Bizde de son zamanlarda bir takım Bekri Mustafalar, aydın payesi verilerek öne itiliyor.
Seçim mücadelesi kızışınca, 200 aydın “acil çağrı” adında bir metin imzalayıp isbat-ı vücut eylemiş… Cümbür cemaat, cumhurbaşkanını ve hükümeti suçluyorlar… Yazdıklarına bakılırsa, memleket elden gitmiş de ağlayanı yok…
Aydın denilen listeye bakınca, ahir ömründe HDP’li olan Kadir İnanır ve Pelin Batu’yu da gördüm. Hemen aklıma Bekri Mustafa’nın imam olması geldi.
(Bunları Bekri Mustafa’ya benzetmekle, Bekri Mustafa’ya haksızlık mı ediyorum acaba…)
Kadir İnanır ve Pelin Batu da aydın olmuşsa, dünyanın sonu yakındır…
HDP’yi Kuyudan Çıkarma Şebekesi
Malum, bir “HDP’yi Kurtarma Konsorsiyumu” kuruldu. Şebeke demek daha doğru, İngilizler müdahil olduğu için network demek de mümkün.
İşbu şebekenin temel amacı, barajın altında sürünen HDP’yi barajın üstüne çıkarmak. Karanlık kuyuya düşmüş partiyi el birliğiyle yukarıya çekmek…
İçeriden ve dışarıdan ne kadar Türkiye düşmanı varsa bu ittifaka üye yazıldı. Sair zamanlarda birbirlerini gırtlaklayan zıtlar bu konsorsiyumda can ciğer kuzu sarması oldular. Tarihe geçecek ibretler görüntülere şahit oluyoruz…
Şebekenin içinde kimler yok ki…. Ne ararsan bulunur, derde devadan gayri:
Solcu, sağcı, dinci, dinsiz, Kemalist, anti-Kemalist, Türk, Kürt, Alevi, Sünni, Yahudi, Ermeni, Zerdüşt, homoseksüel, heteroseksüel, İngiliz medyası, Amerikan medyası, CNN, BBC, Doğan medyası, paralel medya, İsrail, Suriye, ABD, İngiltere, Almanya, Fransa…
30 yıldır siyaset bilimiyle uğraşan bir uzman olarak ilk defa böyle bir şeye şahit oluyorum. Bu kadar zıddın bir torbaya doldurulduğunu ilk defa görüyorum.
İngiliz mahreçli bir üst akıl, her bir malzemeden bir tutam koyarak hilkat garibesi bir karışım oluşturmuş…
Bu çetenin bir de “dinci” unsurları var.
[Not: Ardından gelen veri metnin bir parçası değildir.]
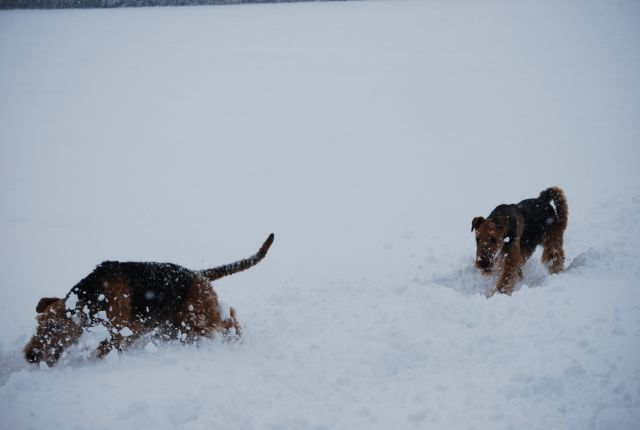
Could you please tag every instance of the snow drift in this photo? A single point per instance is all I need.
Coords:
(366, 136)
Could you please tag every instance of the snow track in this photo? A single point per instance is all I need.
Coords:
(366, 136)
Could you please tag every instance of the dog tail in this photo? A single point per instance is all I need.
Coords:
(240, 265)
(560, 201)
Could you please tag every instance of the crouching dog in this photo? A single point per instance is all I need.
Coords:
(132, 299)
(511, 233)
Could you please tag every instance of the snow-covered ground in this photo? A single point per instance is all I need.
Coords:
(366, 136)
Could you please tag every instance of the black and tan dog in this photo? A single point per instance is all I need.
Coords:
(511, 233)
(132, 299)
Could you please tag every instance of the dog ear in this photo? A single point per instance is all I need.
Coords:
(477, 221)
(44, 303)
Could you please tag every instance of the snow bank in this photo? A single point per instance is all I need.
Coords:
(366, 135)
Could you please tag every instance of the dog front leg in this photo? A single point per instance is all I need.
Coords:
(512, 271)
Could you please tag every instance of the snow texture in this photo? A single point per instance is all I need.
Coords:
(366, 136)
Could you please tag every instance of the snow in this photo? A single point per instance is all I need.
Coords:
(366, 136)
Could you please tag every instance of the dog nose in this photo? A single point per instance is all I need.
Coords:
(31, 356)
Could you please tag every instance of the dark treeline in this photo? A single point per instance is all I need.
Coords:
(63, 4)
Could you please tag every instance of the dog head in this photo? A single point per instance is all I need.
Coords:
(490, 238)
(56, 331)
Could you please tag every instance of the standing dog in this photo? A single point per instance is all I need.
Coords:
(511, 233)
(132, 299)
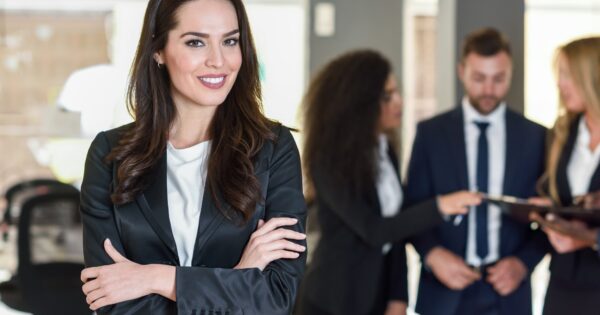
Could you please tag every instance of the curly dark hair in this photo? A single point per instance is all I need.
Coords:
(238, 129)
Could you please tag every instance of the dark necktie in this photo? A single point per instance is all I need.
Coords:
(482, 186)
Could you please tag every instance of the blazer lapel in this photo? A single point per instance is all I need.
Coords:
(154, 205)
(456, 141)
(511, 155)
(562, 181)
(210, 219)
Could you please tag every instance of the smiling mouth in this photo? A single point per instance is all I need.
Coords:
(213, 82)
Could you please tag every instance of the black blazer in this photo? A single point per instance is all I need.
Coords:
(580, 269)
(345, 273)
(438, 165)
(141, 231)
Bu unsurlar İngiltere’nin yönlendirmesi altında, büyük örgütlerin Türkiye şubeleri…
Daha önceki seçimlerde ortalıkta görünmeyen IŞİD ve Hizbüt Tahrir artığı gruplar kapı kapı dolaşıp dindar insanları oy sandığından uzaklaştırmaya çalışıyorlar.
Oy kullanmak şirkmiş… İngiltere’den ithal bir söylem ve eylem… Maksat katılımı düşürmek ve HDP’nin daha az oyla barajı geçmesini temin etmek
Kadrolu Aydınlar
İmzacı aydınlara yeniden dönelim:
İlk bakışta, Paralelcilerin organize ettiği bir liste izlenimi ediniyoruz.
200 aydın deniyor ama listeye baktığımızda 200 isim göremiyoruz. 20-30 isim görüyoruz. Herhalde çok sayıda Kadir İnanır ve Pelin Batu vardı ki tüm listeyi yayınlamamışlar…
Açıklanan listeyi incelediğimizde, bu isimlerin bir kısmı zaten, kadrolu-maaşlı, muhalif medyanın muvazzaf elemanı… Kimisi paralel medyada, kimisi Doğan medyasında görevli… Onlar görevlerini yapıyorlar.
Aslında kadrolu demekle onları tahfif etmiş olmuyoruz. Modern aydının doğuşunda da bu ilişkiyi görüyoruz.
Yeni palazlanan burjuva sınıfı, ruhban sınıfının karşısına, kendi beslemesi olan aydın sınıfını çıkarmıştı. Kutsal papaza karşı seküler aydın… Kutsal dinselliğe karşı, seküler dinsellik…
Bu aydın parasını burjuvadan alıyordu… Sahibinin sesiydi. Görevi, sahibini yukarıya, iktidar katına çıkarmaktı…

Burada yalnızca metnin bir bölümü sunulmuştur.